Understanding variable importance in black-box machine learning models

Often we want to understand the contribution of the different variables (x columns) to the prediction accuracy of a black-box machine learning model. To this end, BetaML 0.12 introduces FeatureRanker, a flexible variable ranking estimator that employs multiple variable importance metrics. FeatureRanker helps to determine the importance of features in predictions from any black-box machine learning model (not necessarily the BetaML suit), internally using cross-validation to assess the quality of the predictions (metric="mda"), or the contribution of the variable to the variance of the predictions (metric="sobol"), with or without a given variable.

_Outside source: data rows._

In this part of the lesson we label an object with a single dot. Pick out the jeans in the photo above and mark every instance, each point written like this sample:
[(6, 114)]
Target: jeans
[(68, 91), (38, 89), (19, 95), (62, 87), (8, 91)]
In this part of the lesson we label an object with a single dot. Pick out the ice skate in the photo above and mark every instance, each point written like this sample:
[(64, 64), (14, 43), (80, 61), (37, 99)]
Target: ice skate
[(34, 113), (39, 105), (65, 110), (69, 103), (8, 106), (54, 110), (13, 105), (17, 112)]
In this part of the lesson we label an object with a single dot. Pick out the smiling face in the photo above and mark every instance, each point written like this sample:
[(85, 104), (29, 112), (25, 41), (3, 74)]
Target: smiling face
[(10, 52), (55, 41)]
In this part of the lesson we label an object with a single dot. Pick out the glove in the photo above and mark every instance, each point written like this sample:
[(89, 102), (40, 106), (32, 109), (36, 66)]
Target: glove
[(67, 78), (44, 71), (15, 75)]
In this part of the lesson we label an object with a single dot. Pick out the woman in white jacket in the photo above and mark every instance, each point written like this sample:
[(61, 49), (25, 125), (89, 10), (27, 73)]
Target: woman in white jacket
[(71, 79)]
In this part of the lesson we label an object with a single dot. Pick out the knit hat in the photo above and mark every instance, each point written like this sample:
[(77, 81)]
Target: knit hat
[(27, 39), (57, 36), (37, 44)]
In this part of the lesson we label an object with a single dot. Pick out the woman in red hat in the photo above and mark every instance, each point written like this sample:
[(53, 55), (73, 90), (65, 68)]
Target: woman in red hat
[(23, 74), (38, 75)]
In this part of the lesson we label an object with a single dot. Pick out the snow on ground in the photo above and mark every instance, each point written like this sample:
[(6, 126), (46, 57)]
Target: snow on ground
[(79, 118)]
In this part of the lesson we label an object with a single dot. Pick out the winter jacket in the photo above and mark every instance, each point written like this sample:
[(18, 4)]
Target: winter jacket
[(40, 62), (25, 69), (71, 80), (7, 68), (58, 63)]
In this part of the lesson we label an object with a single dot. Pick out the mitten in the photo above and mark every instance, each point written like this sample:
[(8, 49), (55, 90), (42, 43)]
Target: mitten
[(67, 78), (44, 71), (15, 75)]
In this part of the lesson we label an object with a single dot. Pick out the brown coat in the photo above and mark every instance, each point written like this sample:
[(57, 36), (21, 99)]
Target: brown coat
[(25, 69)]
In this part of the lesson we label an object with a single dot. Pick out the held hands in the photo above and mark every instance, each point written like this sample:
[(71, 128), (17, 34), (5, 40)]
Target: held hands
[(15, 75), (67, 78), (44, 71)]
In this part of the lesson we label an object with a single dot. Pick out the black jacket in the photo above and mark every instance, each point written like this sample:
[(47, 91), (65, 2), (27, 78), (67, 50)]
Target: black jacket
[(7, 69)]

By default, it ranks variables (columns) in a single pass without retraining on each one. However, it is possible to specify the model to use multiple passes (where on each pass the less important variable is permuted). This helps to assess importance in the presence of highly correlated variables. While the default strategy is to simply (temporarily) permute the "test" variable and predict the modified data set, it is possible to refit the model to be evaluated on each variable ("permute and relearn"), of course at a much higher computational cost. However, if the ML model to be evaluated supports ignoring variables during prediction (as BetaML tree models do), it is possible to specify the keyword argument for such an option in the target model prediction function and avoid refitting.

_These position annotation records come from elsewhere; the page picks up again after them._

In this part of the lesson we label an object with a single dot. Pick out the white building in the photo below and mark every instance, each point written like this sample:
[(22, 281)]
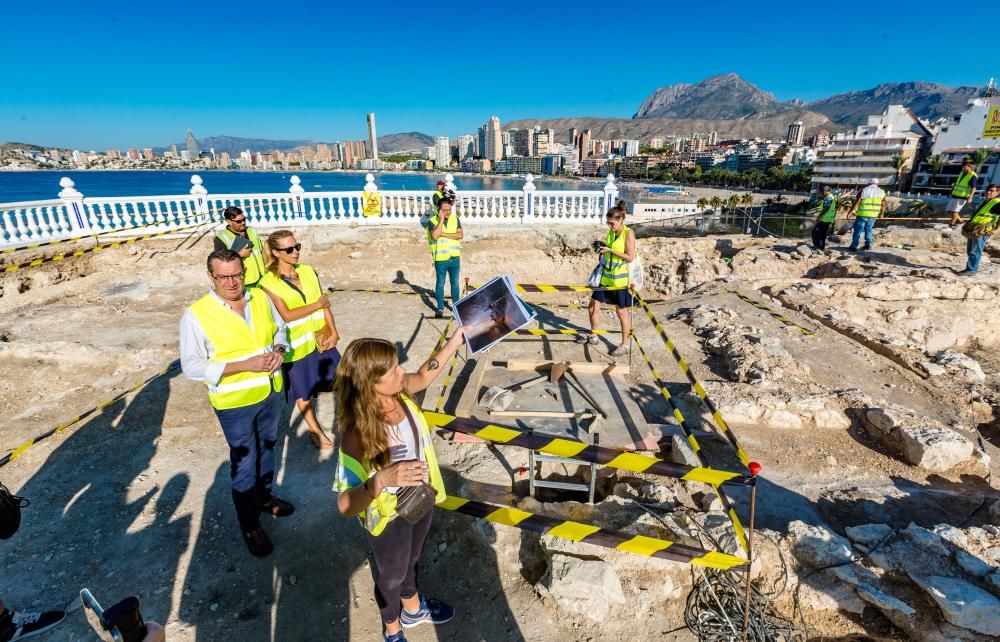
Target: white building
[(853, 159), (442, 151)]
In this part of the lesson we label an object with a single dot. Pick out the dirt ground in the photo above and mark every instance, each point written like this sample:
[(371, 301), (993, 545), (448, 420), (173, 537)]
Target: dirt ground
[(135, 499)]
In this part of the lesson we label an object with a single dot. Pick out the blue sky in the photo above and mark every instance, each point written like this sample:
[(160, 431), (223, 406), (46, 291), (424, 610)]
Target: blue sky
[(123, 73)]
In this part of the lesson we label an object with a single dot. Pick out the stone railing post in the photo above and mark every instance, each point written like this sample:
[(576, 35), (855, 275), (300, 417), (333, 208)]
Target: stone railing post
[(296, 190), (200, 195), (610, 195), (529, 200), (78, 221)]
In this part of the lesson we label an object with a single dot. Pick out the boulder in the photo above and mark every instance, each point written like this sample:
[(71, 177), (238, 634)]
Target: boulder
[(582, 586), (817, 546), (961, 603)]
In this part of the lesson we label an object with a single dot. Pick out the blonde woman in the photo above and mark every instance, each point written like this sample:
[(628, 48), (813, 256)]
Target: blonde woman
[(386, 446), (311, 360), (617, 251)]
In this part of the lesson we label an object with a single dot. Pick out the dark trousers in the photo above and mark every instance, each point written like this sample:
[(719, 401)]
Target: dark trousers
[(449, 269), (251, 433), (820, 232), (397, 551)]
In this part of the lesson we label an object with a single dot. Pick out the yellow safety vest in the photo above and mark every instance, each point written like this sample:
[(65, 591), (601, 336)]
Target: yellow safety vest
[(443, 249), (962, 189), (616, 271), (301, 332), (253, 265), (234, 340), (870, 207), (352, 473)]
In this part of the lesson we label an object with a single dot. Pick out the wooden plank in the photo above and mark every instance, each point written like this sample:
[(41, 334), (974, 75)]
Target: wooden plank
[(583, 367)]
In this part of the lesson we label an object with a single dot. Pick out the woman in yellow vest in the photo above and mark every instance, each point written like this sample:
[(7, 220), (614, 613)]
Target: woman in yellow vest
[(385, 447), (311, 361), (617, 252)]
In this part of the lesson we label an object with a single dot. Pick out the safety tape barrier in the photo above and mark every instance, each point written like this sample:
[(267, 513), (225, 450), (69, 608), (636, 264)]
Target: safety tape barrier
[(571, 449), (589, 534), (695, 383), (727, 504), (17, 452), (98, 248)]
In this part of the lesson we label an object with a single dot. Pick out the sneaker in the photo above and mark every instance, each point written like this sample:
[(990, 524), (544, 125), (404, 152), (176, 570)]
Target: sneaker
[(621, 351), (277, 507), (258, 542), (431, 611), (18, 626)]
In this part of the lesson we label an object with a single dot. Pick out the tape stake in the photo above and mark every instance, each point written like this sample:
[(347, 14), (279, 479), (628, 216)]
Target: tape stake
[(568, 448), (17, 452), (590, 534)]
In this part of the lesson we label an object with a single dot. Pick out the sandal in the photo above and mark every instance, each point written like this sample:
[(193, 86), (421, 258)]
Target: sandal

In this tutorial we will use FeatureRanker first with some synthetic data, and then with the Boston dataset to determine the most important variables in determining house prices. We will compare the results with Shapley values using the ShapML package.

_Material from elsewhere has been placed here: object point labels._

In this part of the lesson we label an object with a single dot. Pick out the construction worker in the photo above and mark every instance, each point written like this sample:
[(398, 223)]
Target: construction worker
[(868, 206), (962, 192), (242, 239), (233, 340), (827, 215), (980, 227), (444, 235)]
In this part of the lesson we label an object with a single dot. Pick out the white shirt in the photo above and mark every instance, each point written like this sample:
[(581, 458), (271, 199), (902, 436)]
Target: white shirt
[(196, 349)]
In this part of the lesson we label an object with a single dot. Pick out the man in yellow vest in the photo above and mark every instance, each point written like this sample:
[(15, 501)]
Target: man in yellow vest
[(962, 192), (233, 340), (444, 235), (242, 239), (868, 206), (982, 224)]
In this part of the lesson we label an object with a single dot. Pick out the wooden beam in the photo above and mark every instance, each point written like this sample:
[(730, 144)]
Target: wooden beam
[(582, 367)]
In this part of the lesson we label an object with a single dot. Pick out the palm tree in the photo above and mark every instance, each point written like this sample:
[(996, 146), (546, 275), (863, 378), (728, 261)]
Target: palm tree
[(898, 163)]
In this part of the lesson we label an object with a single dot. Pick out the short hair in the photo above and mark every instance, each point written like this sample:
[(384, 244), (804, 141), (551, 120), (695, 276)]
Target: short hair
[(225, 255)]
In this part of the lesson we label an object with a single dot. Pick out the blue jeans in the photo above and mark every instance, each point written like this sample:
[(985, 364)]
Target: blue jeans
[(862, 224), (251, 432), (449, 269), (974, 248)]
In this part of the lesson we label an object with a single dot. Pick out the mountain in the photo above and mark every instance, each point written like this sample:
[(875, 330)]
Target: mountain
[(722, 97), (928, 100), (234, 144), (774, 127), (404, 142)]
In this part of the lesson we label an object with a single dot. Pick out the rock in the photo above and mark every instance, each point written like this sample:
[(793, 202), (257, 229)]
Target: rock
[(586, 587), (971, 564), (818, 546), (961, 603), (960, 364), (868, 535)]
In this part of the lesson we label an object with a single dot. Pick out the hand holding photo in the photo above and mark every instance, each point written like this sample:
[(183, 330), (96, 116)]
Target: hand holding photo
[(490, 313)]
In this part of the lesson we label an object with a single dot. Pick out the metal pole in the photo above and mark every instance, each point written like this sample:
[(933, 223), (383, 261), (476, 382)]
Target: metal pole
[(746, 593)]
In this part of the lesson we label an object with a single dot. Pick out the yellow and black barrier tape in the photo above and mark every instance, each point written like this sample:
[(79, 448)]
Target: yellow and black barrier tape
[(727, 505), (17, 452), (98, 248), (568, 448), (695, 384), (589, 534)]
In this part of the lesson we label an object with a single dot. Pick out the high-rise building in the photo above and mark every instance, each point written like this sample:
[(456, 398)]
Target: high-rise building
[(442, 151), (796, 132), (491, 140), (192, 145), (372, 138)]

Let's start by activating the local environment specific to the BetaML documentation and loading the necessary packages:

using Pkg
Pkg.activate(joinpath(@__DIR__,"..","..",".."))
using  Statistics, Random, Pipe, StableRNGs, HTTP, CSV, DataFrames, Plots, BetaML
import Distributions: Normal, Uniform, quantile
import ShapML
Random.seed!(123)

MersenneTwister(123)

Example with synthetic data

In this example, we generate a dataset of 5 random variables, where x1 is the most important in determining y, x2 is somewhat less important, x3 has interaction effects with x1, while x4 and x5 do not contribute at all to the calculation of y. We also add x6 as a highly correlated variable to x1, but note that x4 also does not contribute to y:

N     = 2000
xa    = rand(Uniform(0.0,10.0),N,5)
xb    = xa[:,1] .* rand.(Normal(1,0.5))
x     = hcat(xa,xb)
y     = [10*r[1]-r[2]+0.1*r[3]*r[1] for r in eachrow(x) ];

Aside of y, that is numerical, we create also a categorical version to test classification and a further one-hot version to test neural networks models that, for classification tasks, work using one-hot encoded variables:

ysort = sort(y)
ycat  = [(i < ysort[Int(round(N/3))]) ?  "c" :  ( (i < ysort[Int(round(2*N/3))]) ? "a" : "b")  for i in y]
yoh    = fit!(OneHotEncoder(),ycat);

We run this example using a Random Forest regressor. The BetaML RandomForestEstimator model supports a predict function with the option to ignore specific dimensions. This allow us to "test" the various variables without retraining the model:

fr = FeatureRanker(model=RandomForestEstimator(),nsplits=5,nrepeats=1,recursive=false,metric="mda",ignore_dims_keyword="ignore_dims")

FeatureRanker - A meta-model to extract variable importance of an arbitrary regressor/classifier (unfitted)

We can now fit the FeatureRanker to our data. Note that, as for the other BetaML models, fit! by default returns the predictions, in this case the ranking, avoiding a separate predict call. The returned raking goes from the lowest to the most important variable, according to the given metric.

rank = fit!(fr,x,y)

6-element Vector{Int64}:
 5
 4
 3
 2
 6
 1

As expected, the ranking shows x1 as the most important variable. Let's look in detail at the metrics that we can obtain by querying the model with info(fr):

loss_by_col        = info(fr)["loss_by_col"]
sobol_by_col       = info(fr)["sobol_by_col"]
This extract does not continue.